EPD_SEC_DOM_ID=$(/bin/secpolicytools -D "${EPD_SEC_DOM_NAME}")
if [ $? -eq 0 ]; then
EPD_SEC_PARAM="++securitydom=${EPD_SEC_DOM_ID}"
else
EPD_SEC_PARAM=""
fi
I then reverted to the original line on 274
/sbin/watchdog.sh ++memreliable,group=${EPD_RP} -d -s "${EPD_TAG}" "${EPD}" "${EPD_SEC_PARAM}" "${EPD_PARAM}" >/dev/null 2>&1
I then retried starting Entry Persistence Daemon, using my (updated) custom init.d-script, and verified the logs.
[root@esx-11:~] /tmp/epd start
INIT: EPD uses a ramdisk for the db file
INIT: Using /locker as persistent storage
INIT: Using existing EPD ramdisk at /epd.

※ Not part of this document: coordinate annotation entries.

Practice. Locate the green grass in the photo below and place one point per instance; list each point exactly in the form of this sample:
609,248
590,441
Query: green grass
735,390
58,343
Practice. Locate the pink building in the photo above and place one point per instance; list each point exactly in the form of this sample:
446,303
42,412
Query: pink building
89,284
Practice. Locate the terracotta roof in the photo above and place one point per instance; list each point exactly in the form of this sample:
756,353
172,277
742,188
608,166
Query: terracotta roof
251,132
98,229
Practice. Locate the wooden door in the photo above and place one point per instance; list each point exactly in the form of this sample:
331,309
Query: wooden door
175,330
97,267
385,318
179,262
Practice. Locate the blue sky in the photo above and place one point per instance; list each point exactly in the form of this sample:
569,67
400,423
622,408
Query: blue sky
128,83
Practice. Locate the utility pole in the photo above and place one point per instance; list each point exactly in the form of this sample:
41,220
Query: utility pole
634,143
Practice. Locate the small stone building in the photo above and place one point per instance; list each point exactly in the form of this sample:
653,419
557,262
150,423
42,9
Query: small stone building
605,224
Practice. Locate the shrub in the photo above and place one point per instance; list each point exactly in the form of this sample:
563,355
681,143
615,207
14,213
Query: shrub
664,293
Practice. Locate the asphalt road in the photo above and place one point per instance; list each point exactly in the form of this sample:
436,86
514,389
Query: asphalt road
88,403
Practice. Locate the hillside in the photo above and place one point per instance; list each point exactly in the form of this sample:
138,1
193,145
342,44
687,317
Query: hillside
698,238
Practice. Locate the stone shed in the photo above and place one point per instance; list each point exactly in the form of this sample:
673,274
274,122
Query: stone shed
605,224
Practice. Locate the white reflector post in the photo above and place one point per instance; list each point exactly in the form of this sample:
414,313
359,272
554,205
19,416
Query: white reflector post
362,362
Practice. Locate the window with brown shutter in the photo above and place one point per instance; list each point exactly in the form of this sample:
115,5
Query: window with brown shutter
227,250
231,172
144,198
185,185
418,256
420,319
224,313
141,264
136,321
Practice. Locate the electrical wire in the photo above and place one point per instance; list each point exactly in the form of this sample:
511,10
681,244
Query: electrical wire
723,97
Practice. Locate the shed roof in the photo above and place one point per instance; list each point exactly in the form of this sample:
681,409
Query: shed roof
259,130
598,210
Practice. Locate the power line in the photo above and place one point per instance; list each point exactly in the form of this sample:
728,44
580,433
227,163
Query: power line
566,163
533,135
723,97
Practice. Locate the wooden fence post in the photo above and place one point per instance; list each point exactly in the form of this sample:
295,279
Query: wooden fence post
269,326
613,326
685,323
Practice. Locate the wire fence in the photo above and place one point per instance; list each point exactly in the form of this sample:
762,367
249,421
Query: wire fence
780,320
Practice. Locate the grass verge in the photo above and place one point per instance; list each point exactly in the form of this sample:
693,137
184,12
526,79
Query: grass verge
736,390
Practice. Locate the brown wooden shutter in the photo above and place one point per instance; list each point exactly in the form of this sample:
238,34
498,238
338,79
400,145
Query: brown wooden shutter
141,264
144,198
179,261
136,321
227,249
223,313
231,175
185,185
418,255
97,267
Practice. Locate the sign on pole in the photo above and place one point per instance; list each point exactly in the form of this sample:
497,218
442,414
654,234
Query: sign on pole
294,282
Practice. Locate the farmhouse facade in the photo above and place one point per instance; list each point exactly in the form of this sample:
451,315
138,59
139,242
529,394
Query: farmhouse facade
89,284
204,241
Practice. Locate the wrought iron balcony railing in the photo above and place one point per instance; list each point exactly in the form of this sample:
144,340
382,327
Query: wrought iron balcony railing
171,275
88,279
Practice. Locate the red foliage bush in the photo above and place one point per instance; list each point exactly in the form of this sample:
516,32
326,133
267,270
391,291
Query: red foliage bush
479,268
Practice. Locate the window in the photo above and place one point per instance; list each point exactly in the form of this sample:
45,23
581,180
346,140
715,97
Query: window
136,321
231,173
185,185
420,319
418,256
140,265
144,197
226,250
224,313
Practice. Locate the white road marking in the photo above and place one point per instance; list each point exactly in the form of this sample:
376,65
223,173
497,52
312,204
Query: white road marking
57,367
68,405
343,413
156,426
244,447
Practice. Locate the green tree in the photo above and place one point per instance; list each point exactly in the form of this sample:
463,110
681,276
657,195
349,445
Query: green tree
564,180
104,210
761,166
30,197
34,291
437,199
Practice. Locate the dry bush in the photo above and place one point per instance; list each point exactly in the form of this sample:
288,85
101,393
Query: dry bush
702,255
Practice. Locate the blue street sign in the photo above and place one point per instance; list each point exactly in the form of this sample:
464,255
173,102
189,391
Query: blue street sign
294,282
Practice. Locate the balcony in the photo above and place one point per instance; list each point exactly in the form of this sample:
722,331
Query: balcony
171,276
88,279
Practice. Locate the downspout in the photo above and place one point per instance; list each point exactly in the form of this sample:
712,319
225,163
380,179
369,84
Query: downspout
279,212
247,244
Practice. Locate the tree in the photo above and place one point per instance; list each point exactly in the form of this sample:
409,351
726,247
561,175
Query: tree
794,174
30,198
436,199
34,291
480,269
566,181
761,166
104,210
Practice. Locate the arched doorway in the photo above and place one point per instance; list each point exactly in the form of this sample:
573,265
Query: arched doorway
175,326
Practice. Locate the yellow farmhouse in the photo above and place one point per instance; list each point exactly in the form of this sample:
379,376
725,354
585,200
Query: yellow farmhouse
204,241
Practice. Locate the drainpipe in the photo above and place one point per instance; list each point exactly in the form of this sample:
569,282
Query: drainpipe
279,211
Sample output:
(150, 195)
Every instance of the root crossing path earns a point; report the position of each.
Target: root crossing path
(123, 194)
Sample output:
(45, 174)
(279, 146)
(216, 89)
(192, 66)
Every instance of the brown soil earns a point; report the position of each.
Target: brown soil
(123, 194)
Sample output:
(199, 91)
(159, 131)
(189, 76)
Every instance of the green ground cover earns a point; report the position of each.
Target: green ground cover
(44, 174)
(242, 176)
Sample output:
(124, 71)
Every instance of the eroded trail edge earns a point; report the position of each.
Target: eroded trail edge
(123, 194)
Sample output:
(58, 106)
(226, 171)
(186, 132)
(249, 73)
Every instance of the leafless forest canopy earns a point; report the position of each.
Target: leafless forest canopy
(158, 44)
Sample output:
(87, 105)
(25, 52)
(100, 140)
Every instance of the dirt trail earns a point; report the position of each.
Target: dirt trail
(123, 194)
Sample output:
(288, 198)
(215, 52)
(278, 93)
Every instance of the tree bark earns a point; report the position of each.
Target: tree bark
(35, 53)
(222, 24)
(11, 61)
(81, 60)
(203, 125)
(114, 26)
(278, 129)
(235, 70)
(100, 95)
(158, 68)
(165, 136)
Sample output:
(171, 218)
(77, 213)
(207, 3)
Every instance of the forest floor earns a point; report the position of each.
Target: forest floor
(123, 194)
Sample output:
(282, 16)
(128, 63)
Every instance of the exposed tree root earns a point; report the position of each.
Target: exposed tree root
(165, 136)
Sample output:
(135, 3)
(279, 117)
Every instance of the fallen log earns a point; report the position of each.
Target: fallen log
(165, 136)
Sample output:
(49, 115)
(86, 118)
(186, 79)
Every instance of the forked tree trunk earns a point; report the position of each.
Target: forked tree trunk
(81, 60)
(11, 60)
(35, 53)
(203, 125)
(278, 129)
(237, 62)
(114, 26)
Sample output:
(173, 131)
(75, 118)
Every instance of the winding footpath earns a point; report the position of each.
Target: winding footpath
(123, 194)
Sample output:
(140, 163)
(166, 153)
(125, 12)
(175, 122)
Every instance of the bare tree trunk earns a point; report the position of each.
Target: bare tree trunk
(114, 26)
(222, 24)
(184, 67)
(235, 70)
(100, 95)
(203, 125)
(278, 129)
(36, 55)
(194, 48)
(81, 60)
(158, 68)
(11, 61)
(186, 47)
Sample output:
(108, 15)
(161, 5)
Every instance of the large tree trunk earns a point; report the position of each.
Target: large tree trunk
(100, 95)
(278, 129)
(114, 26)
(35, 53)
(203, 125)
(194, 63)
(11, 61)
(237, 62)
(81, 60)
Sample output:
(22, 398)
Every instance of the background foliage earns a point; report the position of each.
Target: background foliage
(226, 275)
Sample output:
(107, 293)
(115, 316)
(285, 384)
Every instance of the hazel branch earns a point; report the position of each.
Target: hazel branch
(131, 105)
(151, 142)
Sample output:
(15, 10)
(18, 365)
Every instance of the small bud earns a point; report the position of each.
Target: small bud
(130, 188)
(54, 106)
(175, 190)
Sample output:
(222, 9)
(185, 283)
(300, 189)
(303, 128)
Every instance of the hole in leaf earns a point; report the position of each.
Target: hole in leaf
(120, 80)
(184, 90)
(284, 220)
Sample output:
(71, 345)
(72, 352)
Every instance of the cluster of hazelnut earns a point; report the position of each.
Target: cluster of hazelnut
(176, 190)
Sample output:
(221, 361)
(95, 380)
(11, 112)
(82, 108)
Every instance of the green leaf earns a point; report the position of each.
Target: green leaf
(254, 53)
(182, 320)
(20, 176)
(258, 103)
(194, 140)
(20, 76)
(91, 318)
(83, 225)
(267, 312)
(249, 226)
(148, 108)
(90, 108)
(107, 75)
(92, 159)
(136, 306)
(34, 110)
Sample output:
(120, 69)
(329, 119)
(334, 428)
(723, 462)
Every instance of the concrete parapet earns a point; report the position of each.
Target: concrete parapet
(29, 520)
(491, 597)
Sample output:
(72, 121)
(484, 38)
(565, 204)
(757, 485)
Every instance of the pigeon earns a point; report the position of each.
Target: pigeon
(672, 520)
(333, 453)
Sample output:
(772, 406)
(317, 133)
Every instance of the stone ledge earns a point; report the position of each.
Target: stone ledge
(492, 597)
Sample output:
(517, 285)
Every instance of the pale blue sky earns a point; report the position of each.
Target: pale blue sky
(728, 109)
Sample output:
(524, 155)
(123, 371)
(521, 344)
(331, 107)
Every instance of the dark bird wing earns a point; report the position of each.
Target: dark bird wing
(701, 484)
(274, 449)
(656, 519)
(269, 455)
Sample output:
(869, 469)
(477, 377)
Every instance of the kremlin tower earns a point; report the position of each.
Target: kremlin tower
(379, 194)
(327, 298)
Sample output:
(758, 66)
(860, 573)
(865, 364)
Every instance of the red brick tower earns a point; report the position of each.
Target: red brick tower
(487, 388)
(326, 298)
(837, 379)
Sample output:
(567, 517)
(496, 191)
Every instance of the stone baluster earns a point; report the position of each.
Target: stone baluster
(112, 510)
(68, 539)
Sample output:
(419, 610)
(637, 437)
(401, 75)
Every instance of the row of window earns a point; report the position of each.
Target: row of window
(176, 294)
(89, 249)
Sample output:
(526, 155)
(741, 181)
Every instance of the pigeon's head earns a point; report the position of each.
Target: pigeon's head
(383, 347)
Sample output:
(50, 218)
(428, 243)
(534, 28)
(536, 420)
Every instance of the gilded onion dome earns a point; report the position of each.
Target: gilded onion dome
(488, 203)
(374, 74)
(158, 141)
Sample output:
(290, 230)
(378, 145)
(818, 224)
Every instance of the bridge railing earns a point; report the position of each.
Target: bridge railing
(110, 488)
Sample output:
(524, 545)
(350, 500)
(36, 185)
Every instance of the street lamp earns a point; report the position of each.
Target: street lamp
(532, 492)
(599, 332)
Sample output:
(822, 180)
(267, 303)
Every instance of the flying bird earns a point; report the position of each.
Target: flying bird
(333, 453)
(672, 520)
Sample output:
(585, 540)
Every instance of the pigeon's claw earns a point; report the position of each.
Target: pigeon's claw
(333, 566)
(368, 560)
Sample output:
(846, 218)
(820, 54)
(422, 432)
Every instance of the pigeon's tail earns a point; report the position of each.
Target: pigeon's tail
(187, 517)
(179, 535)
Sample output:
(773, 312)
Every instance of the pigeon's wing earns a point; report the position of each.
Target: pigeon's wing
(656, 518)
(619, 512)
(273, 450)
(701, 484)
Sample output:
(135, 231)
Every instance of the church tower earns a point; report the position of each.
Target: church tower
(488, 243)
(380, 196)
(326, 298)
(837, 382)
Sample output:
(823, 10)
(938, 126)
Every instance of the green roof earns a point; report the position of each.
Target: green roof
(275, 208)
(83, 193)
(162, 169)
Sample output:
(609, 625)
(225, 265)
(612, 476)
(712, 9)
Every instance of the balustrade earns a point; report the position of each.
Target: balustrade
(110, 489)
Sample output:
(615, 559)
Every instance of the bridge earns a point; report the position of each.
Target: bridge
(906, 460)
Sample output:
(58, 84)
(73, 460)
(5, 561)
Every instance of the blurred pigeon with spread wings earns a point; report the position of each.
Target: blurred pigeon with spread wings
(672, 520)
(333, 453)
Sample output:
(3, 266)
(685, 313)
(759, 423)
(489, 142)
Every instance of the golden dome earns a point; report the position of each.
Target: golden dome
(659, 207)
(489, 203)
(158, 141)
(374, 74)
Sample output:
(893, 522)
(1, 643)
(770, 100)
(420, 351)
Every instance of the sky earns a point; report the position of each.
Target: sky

INIT: EPD using Security domain: epdDom ID: 9
epd started
[root@esx-11:~] /tmp/epd status
epd is not running
Notice INIT: EPD using Security domain: epdDom ID: 9
from the output.
From logs (same)
[root@esx-11:~] cat /var/log/epd.log |grep domain|tail -n1
2022-11-24T09:21:13.666Z In(9) epd[1111551]: INIT: EPD using Security domain: epdDom ID: 9
- CON: But Entry Persistence Daemon is not running.
- QUESTION: Typo? Permissions? Re-check variables later.
[root@esx-11:~] /tmp/epd status
epd is not running